08:14 – Dynamic Data Catalogs

VAST Database as an example of transactional and analytical infrastructure.

Benefits of SQL queries replacing traditional file operations for faster data handling.

09:50 – Metadata Evolves with Vectors

Explanation of embeddings, vector databases, and similarity search.

AI-driven understanding of unstructured data via vectors.

11:56 – Massive Scale of Vector Databases

Rough estimate: ~40 trillion vectors per 100 petabytes of data.

Challenges with conventional vector databases at massive scale (cost, memory, speed).

13:22 – Future Scale Problems and AI-driven Data Engineering

Retrieval-Augmented Generation (RAG) increases vector database scale needs.

Nvidia's data flywheel concept accelerates embedding and data engineering automation.

15:48 – Predicting Infrastructure Needs (Two-Year Outlook)

Jeff predicts AI models will significantly improve data engineering within two years.

Enterprises need vector databases capable of transactional, real-time performance.

18:10 – Future-Proofing Infrastructure (Five-Year Outlook)

Jeff expects AI-driven automation to impact all business processes (factories, back-office).

Businesses must be prepared for rapid scaling and foundational AI-driven changes.

21:14 – Industries Leading the AI Infrastructure Race

AI adoption speed varies by industry—highest "fury" is in software development.

Banks and trading firms leverage AI differently: profit efficiency vs. alpha-seeking.

23:55 – Cloud vs.
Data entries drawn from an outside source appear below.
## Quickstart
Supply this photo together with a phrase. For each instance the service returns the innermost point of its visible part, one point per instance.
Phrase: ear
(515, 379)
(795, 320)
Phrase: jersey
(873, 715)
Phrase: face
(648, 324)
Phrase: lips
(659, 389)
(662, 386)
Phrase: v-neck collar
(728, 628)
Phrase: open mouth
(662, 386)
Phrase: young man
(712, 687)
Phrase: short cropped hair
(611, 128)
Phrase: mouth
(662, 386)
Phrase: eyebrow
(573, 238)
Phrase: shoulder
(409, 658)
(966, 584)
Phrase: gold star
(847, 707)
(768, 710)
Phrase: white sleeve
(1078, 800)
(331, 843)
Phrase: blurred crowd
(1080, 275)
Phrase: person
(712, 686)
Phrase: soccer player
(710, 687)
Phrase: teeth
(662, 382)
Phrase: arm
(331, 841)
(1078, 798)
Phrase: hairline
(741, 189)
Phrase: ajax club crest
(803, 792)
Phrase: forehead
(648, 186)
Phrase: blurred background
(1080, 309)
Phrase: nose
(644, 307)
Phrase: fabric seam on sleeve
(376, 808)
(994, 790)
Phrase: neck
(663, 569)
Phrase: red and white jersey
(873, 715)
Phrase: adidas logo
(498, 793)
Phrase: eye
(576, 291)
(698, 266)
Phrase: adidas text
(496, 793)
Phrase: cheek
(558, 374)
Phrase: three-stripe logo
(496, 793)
On-Premises Infrastructure Choices

Jeff sees hybrid approaches prevailing; decision-making depends on enterprise-specific needs.
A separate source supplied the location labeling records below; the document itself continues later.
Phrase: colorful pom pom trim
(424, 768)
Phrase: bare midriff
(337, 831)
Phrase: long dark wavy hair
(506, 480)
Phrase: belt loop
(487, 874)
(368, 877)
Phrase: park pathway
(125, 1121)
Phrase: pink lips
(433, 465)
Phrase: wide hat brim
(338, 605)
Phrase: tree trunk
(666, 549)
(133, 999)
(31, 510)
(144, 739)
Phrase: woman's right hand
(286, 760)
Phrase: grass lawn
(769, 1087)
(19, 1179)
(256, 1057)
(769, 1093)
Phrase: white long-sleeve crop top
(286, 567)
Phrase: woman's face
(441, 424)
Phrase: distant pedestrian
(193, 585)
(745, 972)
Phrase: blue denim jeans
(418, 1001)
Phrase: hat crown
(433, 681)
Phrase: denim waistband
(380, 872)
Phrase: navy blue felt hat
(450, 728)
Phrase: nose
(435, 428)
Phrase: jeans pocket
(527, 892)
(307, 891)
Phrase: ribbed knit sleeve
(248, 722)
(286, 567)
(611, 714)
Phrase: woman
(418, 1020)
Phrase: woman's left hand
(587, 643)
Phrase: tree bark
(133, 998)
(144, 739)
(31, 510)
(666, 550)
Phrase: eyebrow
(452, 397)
Introduces idea of "agentic workforce" prompted by Jensen Huang's statement (100M AI agents).

24:31 – Agent Ownership and Future Consequences

Raises profound questions about ownership and management of AI agents in business.

Jeff notes limited current customer recognition of these deeper implications.

25:56 – Closing Remarks

Nicole and Jeff conclude by noting broad societal implications of AI-driven changes.

Emphasis on importance of continued discussions around big metadata.